Ruth Workman, a spiritual director, describes how Ignatian prayer invigorated her prayer life:
Next we were introduced to an Ignatian practice, a prayer of imagination. I was asked to read the passage where Jesus says, “Take up your cross and follow me.” I was then told to engage my senses. What did I see in that scene? How did it smell? What sounds did I hear? Were there any taste or touch sensations? I was then to imagine myself in that story, participate in it as it was revealed in the Bible, and then allow my imagination to continue to unfold the action and dialogue of the story.

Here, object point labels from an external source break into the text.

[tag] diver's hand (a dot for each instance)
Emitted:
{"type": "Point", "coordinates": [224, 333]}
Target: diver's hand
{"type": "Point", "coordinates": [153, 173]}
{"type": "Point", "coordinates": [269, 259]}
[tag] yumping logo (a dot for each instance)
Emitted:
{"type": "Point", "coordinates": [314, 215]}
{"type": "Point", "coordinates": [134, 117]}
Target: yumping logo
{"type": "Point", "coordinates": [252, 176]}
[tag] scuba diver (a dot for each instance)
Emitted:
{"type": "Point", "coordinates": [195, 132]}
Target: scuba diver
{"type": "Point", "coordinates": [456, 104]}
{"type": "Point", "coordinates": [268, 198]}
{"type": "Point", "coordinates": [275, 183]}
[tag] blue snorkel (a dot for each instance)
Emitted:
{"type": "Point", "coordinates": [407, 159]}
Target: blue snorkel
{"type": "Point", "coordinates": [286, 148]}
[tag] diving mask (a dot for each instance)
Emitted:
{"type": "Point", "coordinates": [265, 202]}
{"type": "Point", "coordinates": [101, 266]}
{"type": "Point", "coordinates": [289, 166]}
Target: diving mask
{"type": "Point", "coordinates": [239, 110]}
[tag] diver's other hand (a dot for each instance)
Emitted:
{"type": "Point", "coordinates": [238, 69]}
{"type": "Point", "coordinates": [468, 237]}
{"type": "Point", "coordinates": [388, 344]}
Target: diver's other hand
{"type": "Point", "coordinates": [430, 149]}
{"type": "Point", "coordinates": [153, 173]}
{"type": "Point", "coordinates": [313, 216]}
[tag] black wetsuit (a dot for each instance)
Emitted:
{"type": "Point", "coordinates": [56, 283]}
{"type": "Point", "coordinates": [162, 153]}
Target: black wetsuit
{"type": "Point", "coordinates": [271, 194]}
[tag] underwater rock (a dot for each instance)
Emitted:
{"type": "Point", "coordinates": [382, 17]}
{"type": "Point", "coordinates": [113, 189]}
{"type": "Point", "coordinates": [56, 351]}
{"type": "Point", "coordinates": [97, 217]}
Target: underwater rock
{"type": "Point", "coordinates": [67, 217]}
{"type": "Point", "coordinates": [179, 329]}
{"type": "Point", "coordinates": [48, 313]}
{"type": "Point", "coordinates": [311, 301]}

Until this point in my life, my prayer had been filled almost entirely with words. I had been taught the ACTS of prayer–adoration, confession, thanksgiving and supplication–as a teen and had continued to use this as my model of prayer, along with devotional reading. Suddenly in this Ignatian practice, Jesus and I were having a dialogue rather than my doing all the talking. I had felt like a flower that had been parched in the desert. Suddenly I was showered with sweet, refreshing water.
I thank God for Saint Ignatius and for my spiritual director as I am making the 19th Annotation and have never encountered our Lord in such a meaningful way previousy. I am filled with gratitude. God bless each of you who encourage us to stretch our prayer life in this way.
I was so delighted to see this and an accompanying article in The Christian Century. I completed my spiritual direction training while I was in seminary, and found that most of my fellow students and professors in the latter were baffled and not a little leery of the former.